Diversity March 9, 2009
Posted by Andre Vellino in CISTI, Digital library, General.trackback
Richard Dawkins and others have been talking about memes (the cultural analog of genes) for over a decade and the topic came up once again in Daniel Dennet’s Darwin memorial lecture at Carleton a few weeks ago. It got me thinking about “diversity” in the non-biological world.
The importance of diversity in operating systems for security purposes has been known for a long time. Allowing the dominance of a monoculture of operating systems such as MS Windows makes computers and networks vulnerable to viruses and attacks. Fostering a diversity of OSes is a healthy thing for much the same reason that it is desirable to have genetic diversity in the biosphere.
Analogous arguments apply for encouraging variety in search engines algorithms. Relying only on Google or Yahoo’s secret sauce for ranking web sites could be detrimental to your “research health”. For one thing commodity search engines cater (mostly) to the naive user with ordinary search needs. Hence the search results and how they are ranked is perhaps not optimal for a scientist or an academic, which is why we also have Google Scholar and other science-oriented search engines such as Scirius and CiteSeerX.
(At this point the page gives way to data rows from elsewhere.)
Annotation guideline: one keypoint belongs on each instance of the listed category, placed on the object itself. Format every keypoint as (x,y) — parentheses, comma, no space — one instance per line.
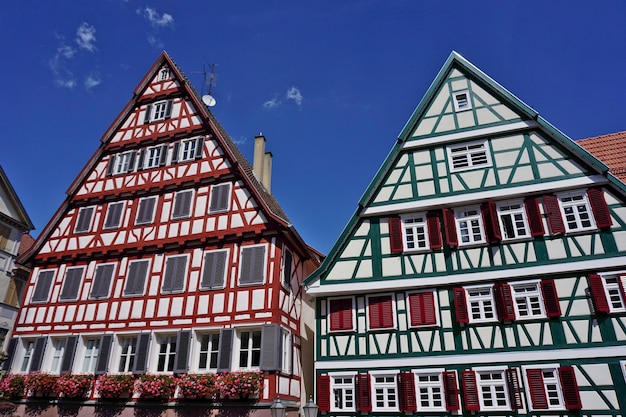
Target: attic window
(461,101)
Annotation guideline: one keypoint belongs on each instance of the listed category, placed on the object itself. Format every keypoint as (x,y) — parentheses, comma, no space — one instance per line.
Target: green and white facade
(483,272)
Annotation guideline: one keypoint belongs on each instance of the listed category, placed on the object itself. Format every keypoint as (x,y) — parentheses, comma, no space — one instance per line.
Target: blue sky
(330,83)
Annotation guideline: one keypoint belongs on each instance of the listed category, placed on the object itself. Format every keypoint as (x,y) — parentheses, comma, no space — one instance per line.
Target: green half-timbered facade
(483,272)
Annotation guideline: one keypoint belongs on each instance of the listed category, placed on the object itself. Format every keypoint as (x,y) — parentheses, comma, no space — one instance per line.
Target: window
(71,284)
(145,213)
(513,223)
(252,266)
(381,312)
(114,215)
(340,314)
(42,288)
(136,278)
(182,204)
(175,273)
(342,388)
(101,283)
(384,391)
(84,220)
(461,101)
(220,198)
(249,349)
(468,155)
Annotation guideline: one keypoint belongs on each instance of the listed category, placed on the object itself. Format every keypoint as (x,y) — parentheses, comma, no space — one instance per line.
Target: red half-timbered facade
(168,256)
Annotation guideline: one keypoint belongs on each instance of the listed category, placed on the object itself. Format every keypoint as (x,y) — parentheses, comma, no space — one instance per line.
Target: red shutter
(537,390)
(449,224)
(490,219)
(596,286)
(504,301)
(550,298)
(460,305)
(406,388)
(599,207)
(570,388)
(515,390)
(451,391)
(534,216)
(555,220)
(364,402)
(434,230)
(395,235)
(470,391)
(323,393)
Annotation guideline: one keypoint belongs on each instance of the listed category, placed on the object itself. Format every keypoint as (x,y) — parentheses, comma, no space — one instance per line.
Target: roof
(610,149)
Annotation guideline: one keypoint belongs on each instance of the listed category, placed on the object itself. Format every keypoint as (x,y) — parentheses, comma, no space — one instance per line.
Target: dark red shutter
(451,391)
(470,391)
(395,235)
(537,390)
(460,305)
(434,230)
(490,219)
(364,401)
(504,301)
(596,286)
(599,207)
(571,396)
(555,220)
(515,390)
(406,388)
(534,216)
(550,298)
(323,393)
(449,224)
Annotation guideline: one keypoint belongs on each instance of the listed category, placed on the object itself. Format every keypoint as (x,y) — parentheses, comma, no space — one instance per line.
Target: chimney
(262,162)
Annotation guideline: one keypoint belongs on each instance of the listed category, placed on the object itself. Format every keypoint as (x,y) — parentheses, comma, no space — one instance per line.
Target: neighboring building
(169,255)
(14,224)
(483,272)
(610,149)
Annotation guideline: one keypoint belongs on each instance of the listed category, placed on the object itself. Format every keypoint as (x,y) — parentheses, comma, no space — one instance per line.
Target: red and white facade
(168,256)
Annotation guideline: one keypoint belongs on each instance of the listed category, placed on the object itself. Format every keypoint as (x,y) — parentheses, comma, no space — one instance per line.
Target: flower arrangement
(12,385)
(115,385)
(41,383)
(241,384)
(74,385)
(198,386)
(159,387)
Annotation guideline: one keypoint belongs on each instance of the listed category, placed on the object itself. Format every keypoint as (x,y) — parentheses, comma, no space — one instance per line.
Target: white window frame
(389,391)
(532,300)
(516,212)
(415,232)
(472,152)
(345,389)
(431,388)
(576,215)
(482,303)
(473,219)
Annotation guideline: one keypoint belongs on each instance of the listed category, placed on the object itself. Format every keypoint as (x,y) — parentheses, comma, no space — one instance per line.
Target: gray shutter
(6,365)
(104,349)
(183,340)
(271,349)
(141,353)
(224,355)
(68,354)
(38,351)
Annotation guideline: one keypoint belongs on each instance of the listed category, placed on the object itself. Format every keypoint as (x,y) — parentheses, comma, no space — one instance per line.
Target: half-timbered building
(482,272)
(170,255)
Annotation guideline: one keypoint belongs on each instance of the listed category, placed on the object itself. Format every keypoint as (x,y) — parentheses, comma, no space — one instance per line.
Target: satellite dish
(208,100)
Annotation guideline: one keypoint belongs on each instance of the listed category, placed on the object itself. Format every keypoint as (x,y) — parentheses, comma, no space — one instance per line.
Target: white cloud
(153,17)
(86,36)
(294,94)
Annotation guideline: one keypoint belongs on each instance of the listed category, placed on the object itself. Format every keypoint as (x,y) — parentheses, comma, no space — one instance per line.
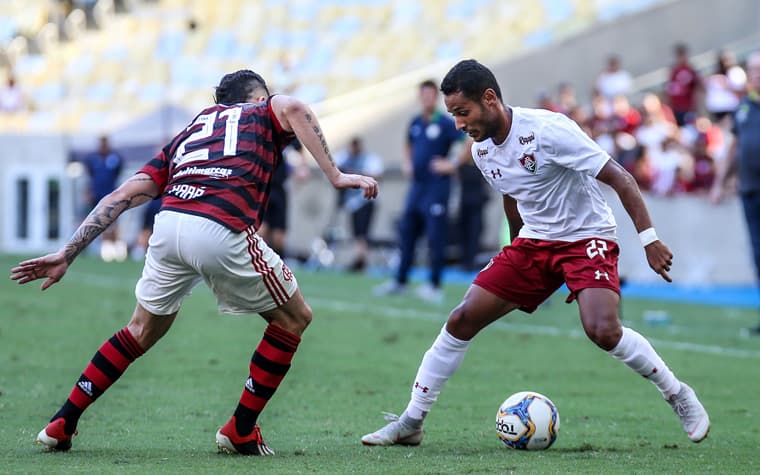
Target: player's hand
(348,180)
(52,267)
(660,259)
(442,166)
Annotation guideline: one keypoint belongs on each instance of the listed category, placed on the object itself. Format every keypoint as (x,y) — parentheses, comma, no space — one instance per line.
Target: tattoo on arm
(99,220)
(323,142)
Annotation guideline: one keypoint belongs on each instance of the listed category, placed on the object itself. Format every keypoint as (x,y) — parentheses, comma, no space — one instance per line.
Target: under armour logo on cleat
(85,386)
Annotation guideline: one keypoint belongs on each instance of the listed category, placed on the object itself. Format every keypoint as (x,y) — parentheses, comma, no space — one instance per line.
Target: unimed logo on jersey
(528,162)
(527,139)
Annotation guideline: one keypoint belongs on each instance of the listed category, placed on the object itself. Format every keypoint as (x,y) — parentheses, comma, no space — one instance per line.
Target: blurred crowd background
(659,99)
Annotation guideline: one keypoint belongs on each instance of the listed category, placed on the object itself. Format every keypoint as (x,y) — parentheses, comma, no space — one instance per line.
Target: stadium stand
(96,64)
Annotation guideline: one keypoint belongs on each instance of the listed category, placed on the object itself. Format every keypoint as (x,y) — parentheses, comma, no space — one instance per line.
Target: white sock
(637,353)
(438,364)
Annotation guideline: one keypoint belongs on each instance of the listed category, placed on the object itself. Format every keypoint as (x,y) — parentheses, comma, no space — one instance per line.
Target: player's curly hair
(237,87)
(471,79)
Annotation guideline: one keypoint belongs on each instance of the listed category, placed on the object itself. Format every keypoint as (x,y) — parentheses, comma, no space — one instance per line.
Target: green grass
(357,359)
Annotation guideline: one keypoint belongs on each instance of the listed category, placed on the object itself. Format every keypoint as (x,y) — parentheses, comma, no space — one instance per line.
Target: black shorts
(276,214)
(361,219)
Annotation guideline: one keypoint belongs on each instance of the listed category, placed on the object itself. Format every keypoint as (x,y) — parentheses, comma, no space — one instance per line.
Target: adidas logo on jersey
(249,385)
(85,386)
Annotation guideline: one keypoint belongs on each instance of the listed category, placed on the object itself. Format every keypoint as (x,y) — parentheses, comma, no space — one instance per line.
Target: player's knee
(304,316)
(459,326)
(604,332)
(298,319)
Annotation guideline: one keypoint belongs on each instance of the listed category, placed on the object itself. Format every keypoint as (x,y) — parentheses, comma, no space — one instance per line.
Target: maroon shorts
(529,270)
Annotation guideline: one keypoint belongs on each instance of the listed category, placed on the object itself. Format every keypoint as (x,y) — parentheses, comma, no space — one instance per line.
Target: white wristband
(648,236)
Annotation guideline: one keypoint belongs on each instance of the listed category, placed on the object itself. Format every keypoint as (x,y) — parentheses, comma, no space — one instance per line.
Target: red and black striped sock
(110,362)
(269,363)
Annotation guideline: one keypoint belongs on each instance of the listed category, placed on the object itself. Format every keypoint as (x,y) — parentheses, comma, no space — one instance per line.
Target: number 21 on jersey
(181,156)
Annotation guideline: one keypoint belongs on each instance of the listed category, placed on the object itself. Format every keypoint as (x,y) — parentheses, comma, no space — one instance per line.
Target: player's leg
(164,283)
(250,278)
(599,315)
(109,363)
(478,308)
(515,278)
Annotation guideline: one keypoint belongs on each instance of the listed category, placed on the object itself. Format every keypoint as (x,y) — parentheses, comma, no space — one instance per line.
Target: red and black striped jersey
(220,167)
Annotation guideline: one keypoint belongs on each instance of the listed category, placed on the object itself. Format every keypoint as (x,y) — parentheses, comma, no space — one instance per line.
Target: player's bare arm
(513,217)
(297,117)
(659,256)
(133,192)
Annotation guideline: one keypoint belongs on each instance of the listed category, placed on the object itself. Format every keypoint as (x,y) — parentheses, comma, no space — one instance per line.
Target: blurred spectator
(602,123)
(641,169)
(683,85)
(744,159)
(473,196)
(430,138)
(544,101)
(614,81)
(724,88)
(150,210)
(655,126)
(624,117)
(104,167)
(356,160)
(566,100)
(704,165)
(668,167)
(11,96)
(581,117)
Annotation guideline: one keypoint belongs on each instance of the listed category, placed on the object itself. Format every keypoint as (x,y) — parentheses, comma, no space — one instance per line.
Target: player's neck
(504,125)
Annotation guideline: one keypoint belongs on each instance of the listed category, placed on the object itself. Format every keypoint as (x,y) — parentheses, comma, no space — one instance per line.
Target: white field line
(106,281)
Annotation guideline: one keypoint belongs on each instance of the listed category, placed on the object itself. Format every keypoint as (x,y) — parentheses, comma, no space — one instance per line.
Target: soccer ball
(527,421)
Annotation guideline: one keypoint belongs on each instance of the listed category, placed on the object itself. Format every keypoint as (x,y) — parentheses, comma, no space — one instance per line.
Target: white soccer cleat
(389,288)
(693,415)
(394,433)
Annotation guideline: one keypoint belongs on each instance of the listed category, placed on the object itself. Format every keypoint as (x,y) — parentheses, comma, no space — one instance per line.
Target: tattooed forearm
(99,219)
(323,142)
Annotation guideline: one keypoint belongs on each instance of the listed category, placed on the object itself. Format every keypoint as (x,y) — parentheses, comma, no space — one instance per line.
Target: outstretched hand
(52,267)
(660,258)
(366,183)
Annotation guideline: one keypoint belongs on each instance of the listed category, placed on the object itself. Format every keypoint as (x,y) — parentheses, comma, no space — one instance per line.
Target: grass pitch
(357,359)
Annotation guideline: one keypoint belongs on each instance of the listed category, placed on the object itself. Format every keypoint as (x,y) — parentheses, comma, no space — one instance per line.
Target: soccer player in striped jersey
(563,231)
(214,179)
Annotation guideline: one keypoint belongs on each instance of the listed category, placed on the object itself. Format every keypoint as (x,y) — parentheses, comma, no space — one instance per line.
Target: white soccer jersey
(548,165)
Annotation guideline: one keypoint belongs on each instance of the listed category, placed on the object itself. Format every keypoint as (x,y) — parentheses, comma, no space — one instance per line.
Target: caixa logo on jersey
(528,162)
(187,192)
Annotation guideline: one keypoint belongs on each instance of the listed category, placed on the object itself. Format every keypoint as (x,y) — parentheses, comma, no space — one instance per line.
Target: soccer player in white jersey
(562,230)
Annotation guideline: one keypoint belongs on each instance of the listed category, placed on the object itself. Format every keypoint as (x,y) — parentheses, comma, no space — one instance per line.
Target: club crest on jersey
(528,139)
(528,162)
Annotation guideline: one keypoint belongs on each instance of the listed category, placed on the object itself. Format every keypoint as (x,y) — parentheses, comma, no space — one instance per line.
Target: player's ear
(489,97)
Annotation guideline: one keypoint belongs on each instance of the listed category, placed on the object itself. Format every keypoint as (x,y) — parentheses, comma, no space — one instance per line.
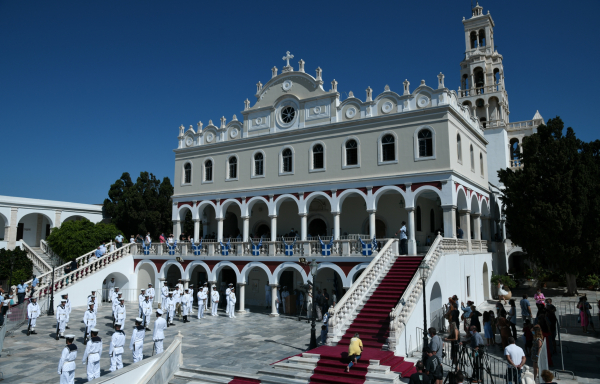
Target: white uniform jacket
(33,311)
(93,350)
(137,337)
(159,326)
(67,359)
(116,343)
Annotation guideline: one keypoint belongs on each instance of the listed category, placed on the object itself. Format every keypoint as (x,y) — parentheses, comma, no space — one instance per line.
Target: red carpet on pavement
(372,325)
(243,380)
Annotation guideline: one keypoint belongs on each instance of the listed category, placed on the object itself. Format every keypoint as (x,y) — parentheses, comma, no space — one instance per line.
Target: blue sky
(91,89)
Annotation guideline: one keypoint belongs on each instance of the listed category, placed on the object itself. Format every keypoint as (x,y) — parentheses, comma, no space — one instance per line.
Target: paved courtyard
(245,344)
(581,352)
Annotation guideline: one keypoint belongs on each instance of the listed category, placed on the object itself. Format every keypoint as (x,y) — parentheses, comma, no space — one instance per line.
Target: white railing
(342,315)
(346,247)
(87,265)
(400,314)
(38,262)
(61,270)
(516,163)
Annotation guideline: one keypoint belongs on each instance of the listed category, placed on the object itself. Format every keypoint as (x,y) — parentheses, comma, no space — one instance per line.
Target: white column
(12,235)
(412,243)
(477,226)
(176,228)
(197,230)
(273,227)
(242,297)
(449,221)
(220,229)
(303,220)
(57,221)
(273,298)
(465,224)
(336,225)
(371,224)
(246,228)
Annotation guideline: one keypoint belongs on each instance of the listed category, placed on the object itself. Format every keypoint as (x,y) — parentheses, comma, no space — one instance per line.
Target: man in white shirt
(227,295)
(164,291)
(116,348)
(267,296)
(214,300)
(403,239)
(141,298)
(111,289)
(119,240)
(150,292)
(159,326)
(92,355)
(137,341)
(33,312)
(202,296)
(516,359)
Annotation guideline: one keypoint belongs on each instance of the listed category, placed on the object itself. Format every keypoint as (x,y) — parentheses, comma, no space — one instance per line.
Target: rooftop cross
(287,58)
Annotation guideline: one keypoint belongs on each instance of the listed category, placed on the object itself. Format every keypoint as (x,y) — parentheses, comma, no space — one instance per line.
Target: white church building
(302,160)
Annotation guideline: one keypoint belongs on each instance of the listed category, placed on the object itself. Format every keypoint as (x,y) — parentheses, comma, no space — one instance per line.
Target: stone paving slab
(244,344)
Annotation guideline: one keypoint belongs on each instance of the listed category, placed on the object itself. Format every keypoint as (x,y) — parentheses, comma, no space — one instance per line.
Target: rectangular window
(352,156)
(468,286)
(258,168)
(318,161)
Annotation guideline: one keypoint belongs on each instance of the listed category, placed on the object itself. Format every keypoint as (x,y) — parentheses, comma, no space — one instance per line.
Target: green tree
(141,207)
(552,205)
(22,267)
(75,238)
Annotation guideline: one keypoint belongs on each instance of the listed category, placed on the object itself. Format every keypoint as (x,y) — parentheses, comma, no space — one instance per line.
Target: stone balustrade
(87,266)
(346,247)
(37,261)
(342,315)
(60,270)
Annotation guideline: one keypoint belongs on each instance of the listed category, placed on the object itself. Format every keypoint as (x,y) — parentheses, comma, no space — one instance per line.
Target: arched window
(286,156)
(481,163)
(187,170)
(432,221)
(387,148)
(351,152)
(258,164)
(473,39)
(232,168)
(472,158)
(425,143)
(318,157)
(208,170)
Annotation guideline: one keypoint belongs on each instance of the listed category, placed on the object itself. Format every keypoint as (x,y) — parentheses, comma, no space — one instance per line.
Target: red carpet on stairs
(372,325)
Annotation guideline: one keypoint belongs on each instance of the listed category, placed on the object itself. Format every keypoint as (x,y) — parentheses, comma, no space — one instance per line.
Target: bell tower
(482,74)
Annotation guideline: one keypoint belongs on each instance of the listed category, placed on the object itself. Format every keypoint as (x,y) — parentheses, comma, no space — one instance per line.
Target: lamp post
(423,268)
(313,332)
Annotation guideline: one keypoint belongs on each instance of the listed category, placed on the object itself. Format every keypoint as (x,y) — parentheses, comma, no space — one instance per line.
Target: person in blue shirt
(21,291)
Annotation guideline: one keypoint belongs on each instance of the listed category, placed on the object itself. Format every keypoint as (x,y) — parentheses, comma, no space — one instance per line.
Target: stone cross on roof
(287,58)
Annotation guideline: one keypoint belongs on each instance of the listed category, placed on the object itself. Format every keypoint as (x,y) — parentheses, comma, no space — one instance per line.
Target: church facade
(303,167)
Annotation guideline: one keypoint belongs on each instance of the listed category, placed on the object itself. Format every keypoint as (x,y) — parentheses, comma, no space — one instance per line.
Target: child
(527,331)
(323,334)
(487,327)
(493,321)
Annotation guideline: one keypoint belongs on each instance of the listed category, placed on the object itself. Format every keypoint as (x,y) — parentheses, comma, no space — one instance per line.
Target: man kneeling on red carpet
(354,351)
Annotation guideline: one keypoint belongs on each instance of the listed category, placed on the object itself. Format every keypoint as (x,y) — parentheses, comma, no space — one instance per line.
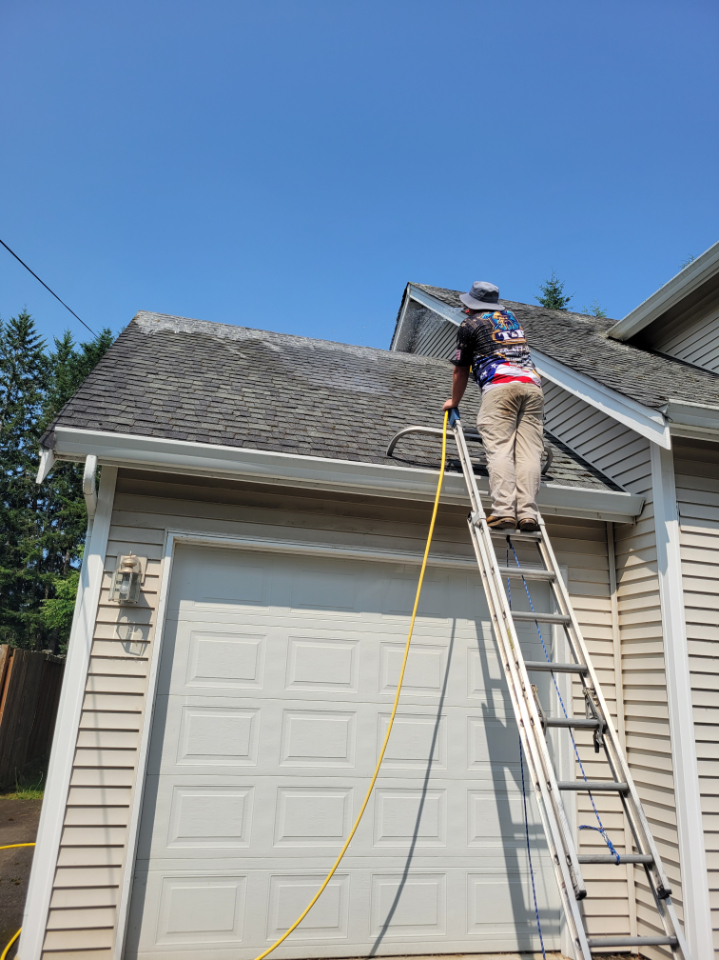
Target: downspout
(90,491)
(621,720)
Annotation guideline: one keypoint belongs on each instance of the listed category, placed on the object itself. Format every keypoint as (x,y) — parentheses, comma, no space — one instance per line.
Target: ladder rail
(545,547)
(528,727)
(560,839)
(524,685)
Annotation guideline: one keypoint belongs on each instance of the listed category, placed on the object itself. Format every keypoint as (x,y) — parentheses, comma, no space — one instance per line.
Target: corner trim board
(695,883)
(62,755)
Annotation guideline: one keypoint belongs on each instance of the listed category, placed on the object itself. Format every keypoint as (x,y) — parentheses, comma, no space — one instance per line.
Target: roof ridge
(147,320)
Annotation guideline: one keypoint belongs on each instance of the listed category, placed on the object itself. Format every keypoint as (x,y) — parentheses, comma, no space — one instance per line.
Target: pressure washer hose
(10,846)
(337,862)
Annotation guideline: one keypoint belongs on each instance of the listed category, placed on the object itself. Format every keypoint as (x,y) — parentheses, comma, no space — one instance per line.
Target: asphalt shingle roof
(191,380)
(581,342)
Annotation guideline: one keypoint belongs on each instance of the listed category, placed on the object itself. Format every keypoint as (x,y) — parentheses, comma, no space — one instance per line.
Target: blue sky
(291,165)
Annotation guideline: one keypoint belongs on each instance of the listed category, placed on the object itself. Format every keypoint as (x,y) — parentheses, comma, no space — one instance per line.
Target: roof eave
(692,420)
(693,276)
(319,473)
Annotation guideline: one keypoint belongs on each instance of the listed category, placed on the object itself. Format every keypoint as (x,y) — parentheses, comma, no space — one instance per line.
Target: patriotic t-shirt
(494,345)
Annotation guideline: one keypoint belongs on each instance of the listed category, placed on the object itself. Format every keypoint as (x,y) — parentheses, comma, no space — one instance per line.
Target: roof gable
(204,383)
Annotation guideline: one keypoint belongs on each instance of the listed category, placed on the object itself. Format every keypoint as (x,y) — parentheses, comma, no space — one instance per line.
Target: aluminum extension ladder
(533,724)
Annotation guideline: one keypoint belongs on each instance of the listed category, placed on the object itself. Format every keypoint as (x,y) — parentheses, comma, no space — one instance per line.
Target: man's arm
(460,376)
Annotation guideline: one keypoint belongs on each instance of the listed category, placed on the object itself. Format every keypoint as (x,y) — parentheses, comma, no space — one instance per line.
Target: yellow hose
(329,876)
(10,846)
(5,951)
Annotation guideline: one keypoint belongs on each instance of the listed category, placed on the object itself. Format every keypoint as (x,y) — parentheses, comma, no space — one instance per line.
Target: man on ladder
(492,343)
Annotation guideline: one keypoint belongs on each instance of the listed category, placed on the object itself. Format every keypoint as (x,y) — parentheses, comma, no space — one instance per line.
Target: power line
(47,288)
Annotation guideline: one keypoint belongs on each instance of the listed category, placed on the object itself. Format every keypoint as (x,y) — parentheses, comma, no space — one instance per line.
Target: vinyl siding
(694,338)
(93,854)
(425,333)
(696,467)
(624,456)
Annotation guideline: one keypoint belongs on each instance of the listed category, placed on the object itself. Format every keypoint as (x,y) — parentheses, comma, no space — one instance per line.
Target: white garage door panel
(237,907)
(215,817)
(276,682)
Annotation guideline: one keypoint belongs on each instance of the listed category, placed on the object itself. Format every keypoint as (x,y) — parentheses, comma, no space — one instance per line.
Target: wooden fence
(29,694)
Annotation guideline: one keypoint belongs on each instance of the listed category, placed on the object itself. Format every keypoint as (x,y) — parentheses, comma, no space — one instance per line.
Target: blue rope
(600,829)
(529,851)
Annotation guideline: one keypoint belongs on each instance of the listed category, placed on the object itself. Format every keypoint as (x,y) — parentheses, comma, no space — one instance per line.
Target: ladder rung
(526,616)
(608,858)
(596,786)
(526,573)
(596,942)
(580,723)
(515,535)
(544,666)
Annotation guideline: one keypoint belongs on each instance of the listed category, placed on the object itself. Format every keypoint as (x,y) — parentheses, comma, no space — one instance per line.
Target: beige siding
(697,471)
(624,456)
(427,334)
(694,338)
(93,853)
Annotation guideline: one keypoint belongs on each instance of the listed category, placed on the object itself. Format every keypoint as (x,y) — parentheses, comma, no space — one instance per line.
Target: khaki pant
(510,423)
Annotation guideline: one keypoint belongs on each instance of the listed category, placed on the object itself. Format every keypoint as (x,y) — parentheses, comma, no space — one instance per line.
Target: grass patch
(29,785)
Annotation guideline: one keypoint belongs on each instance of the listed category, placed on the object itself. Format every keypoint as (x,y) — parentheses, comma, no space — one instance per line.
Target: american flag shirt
(495,346)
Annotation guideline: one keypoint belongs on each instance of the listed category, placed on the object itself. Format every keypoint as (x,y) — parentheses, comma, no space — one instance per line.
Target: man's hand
(460,376)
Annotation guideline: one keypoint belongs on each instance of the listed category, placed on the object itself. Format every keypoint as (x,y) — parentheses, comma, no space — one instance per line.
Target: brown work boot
(501,523)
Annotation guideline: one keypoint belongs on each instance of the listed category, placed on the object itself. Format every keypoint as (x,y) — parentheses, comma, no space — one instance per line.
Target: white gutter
(647,422)
(680,286)
(320,473)
(692,420)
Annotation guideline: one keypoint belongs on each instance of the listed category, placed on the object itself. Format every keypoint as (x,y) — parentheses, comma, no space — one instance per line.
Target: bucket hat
(482,296)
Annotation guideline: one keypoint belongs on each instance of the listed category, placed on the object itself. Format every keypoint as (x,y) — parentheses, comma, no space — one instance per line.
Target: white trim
(400,322)
(319,473)
(692,420)
(695,883)
(453,314)
(143,753)
(62,755)
(644,420)
(685,282)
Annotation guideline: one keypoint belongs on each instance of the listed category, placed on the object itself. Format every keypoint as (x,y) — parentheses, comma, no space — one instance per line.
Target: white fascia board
(319,473)
(685,282)
(645,421)
(453,314)
(692,420)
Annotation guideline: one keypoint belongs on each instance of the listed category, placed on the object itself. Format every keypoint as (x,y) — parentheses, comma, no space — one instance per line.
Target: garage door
(276,682)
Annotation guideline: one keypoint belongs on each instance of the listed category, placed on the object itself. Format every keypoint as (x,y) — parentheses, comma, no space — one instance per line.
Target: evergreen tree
(44,526)
(23,380)
(596,310)
(553,296)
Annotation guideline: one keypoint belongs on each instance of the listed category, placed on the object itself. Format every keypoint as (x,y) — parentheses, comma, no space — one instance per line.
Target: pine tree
(23,379)
(65,516)
(43,526)
(553,296)
(595,310)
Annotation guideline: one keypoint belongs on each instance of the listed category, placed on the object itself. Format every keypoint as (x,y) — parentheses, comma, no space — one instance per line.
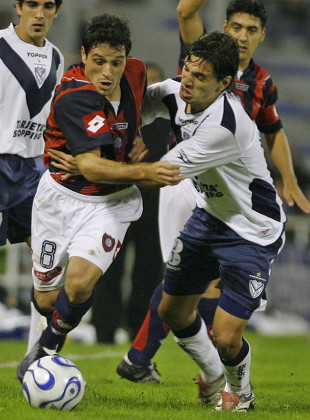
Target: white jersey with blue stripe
(224,157)
(29,75)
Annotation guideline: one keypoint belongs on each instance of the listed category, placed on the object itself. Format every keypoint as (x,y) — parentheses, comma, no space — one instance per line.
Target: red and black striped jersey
(81,119)
(257,92)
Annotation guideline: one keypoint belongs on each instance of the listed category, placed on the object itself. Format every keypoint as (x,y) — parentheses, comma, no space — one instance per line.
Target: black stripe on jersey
(228,120)
(272,96)
(171,104)
(264,199)
(36,97)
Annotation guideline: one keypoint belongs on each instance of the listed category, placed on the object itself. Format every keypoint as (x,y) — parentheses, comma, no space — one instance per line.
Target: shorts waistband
(87,198)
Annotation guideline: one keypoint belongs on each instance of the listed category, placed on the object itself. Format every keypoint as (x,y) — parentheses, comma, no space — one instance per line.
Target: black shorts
(19,179)
(217,251)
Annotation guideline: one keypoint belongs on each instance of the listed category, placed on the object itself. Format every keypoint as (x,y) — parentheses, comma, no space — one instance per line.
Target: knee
(223,339)
(78,291)
(172,318)
(227,343)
The same kind of argument can be made for variety in the formats in which text and data are stored. While there are frequent calls for standards and interoperability among text publishing formats there are also a number of tools for format conversion (e.g. between PostScript and PDF) and the existing variety of text formats has value, just as the wide variety of photo formats (TIFF/ JPG / PNG etc.) meet different needs in different niches.
In addition to variety among digital formats, though, I would like to add a post-script to my entry last week in support of the need for variety in storage media types. In a previous post I suggested some arguments in favour of paper formats instead of or at least as a compliment to digital ones. Computers, disks and the digital objects stored on them all suffer from vulnerabilities (digital rot / availability / errors, etc.) Paper has its own vulnerabilities too, of course, but I often use it as a backup medium and it works well for that purpose.
The slothful pace at which libraries are transforming to adapt to 21st century technology may, in retrospect, be viewed as salutary. Look at how proud Canadians are now to have an old-fashioned, regulated banking system that didn’t sucumb to “modern” financial instruments like mortgage derivatives.